O ex-cirurgião foi condenado em França a 20 anos de prisão. Le Scouarnec, com 74 anos, acabou por confessar os crimes.
As 299 vítimas prestaram depoimento naquele que é considerado o maior caso de crime de pedofilia alguma vez julgado em França.
Joël Le Scouarnec, 74 anos, já cumpriu oito anos de prisão, tendo sido acusado de várias centenas de agressões sexuais e violações de menores nos hospitais onde trabalhou. A decisão será proferida na quarta-feira.
No seu último discurso, depois dos seus advogados terem apresentado as alegações finais, o arguido disse que não estava a pedir "qualquer clemência", mas "simplesmente o direito (...) de recuperar a parte da minha humanidade que tanto me tem faltado", conforme noticiado pela AFP.
Anteriormente, Le Scouarnec itiu todos os actos de que era acusado, assegurando ao tribunal que não se lembrava de nenhuma das vítimas. "A defesa qualificou estas confissões como um "ato de reparação" e pediu ao tribunal que as considerasse "favoráveis ao arguido".
Segundo a investigação e os diários do antigo cirurgião, recuperados pelos gendarmes, nos quais foram registados centenas de relatos de violações e agressões sexuais cometidas contra os seus pacientes, estes abusos duraram 25 anos.
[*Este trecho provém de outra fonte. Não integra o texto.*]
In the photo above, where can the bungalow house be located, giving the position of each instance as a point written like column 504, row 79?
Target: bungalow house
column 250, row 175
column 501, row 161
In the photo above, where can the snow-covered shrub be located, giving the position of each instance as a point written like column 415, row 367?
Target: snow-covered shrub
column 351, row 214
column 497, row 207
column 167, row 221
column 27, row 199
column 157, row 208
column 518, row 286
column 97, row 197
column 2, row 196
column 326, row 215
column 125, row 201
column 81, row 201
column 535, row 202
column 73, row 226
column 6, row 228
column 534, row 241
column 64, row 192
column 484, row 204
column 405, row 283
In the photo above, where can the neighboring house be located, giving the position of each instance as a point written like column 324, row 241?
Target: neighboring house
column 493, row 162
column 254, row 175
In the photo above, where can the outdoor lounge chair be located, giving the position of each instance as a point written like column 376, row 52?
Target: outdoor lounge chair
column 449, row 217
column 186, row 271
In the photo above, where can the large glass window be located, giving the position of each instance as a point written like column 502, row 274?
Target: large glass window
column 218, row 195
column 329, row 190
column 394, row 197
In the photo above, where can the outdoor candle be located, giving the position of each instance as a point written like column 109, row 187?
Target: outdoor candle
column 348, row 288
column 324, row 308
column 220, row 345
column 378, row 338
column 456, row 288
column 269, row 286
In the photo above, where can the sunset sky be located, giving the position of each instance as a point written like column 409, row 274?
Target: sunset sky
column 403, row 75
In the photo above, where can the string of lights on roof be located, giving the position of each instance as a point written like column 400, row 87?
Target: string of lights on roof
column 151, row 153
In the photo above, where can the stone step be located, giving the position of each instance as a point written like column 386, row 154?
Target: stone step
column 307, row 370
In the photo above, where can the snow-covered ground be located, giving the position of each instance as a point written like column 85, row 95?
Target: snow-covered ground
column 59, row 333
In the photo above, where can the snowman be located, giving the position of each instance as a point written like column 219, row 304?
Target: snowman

A idade média das alegadas vítimas era de apenas 11 anos, com um número quase igual de rapazes e raparigas.
A maior parte dos antigos pacientes do cirurgião não se recorda dos atos pedófilos a que foram submetidos sob anestesia, na sala de operações ou no recobro, mas sofrem de sequelas como depressão, ansiedade e fobias médicas.
O dedo apontado ao fracasso institucional
Segundo várias vítimas e ONG de defesa dos direitos, as autoridades sanitárias e judiciais são parcialmente responsáveis.
De acordo com a Ici, antiga Bleu, um grupo de 50 vítimas enviou uma carta aos Ministérios da Saúde e da Justiça, bem como ao Alto Comissariado para a Infância, pedindo a criação de uma comissão interministerial na sequência do julgamento.
Foram apresentadas duas queixas contra X "por colocar terceiros em perigo" por duas associações que eram partes civis no processo.
A associação "La Voix De l'Enfant" denuncia o facto de Le Scouarnec não ter sido investigado pelas autoridades sanitárias, pelas instituições hospitalares ou pelos diferentes organismos da Ordem dos Médicos, apesar de ter sido condenado a quatro meses de prisão suspensa em 2005 por posse de imagens de pornografia infantil.
Um segundo julgamento para o predador em série
A dimensão total dos alegados abusos de Le Scouarnec só veio a lume em abril de 2017, quando a sua vizinha de seis anos contou à mãe que ele a tinha violado sexualmente enquanto ela brincava no jardim da sua casa na cidade de Jonzac, no sudoeste de França.
Uma rusga efetuada pela gendarmeria em sua casa revelou 300 000 fotografias e vídeos de pornografia infantil, bem como os seus "livros negros".
Condenado em 2020, o antigo cirurgião está atualmente a cumprir a sua primeira pena de 15 anos de prisão por agressão a quatro crianças:
- duas das suas sobrinhas,
- um jovem doente no hospital de Loches, em Indre-et-Loire,
- e a sua jovem vizinha.
O segundo julgamento de Le Scouarnec ocorre numa altura em que os ativistas tentam acabar com o tabu que há muito envolve os casos de violência sexual em França.
Anteriormente, o caso das violações de Gisèle Pelicot, organizadas pelo seu marido, foi amplamente divulgado.
A vítima de submissão química tinha sido violada pelo ex-marido e por dezenas de outros homens, que foram considerados culpados e condenados a penas de prisão entre três e vinte anos.
Mais recentemente, o escândalo de violência e abuso sexual em Notre-Dame-de-Bétharram também foi amplamente divulgado e teve repercussões políticas significativas.
O primeiro-ministro François Bayrou, suspeito de ter feito vista grossa a numerosas denúncias de violência na prestigiada instituição católica da região dos Pirinéus Atlânticos, teve de se explicar perante uma comissão parlamentar, que deverá apresentar as suas conclusões no final de junho.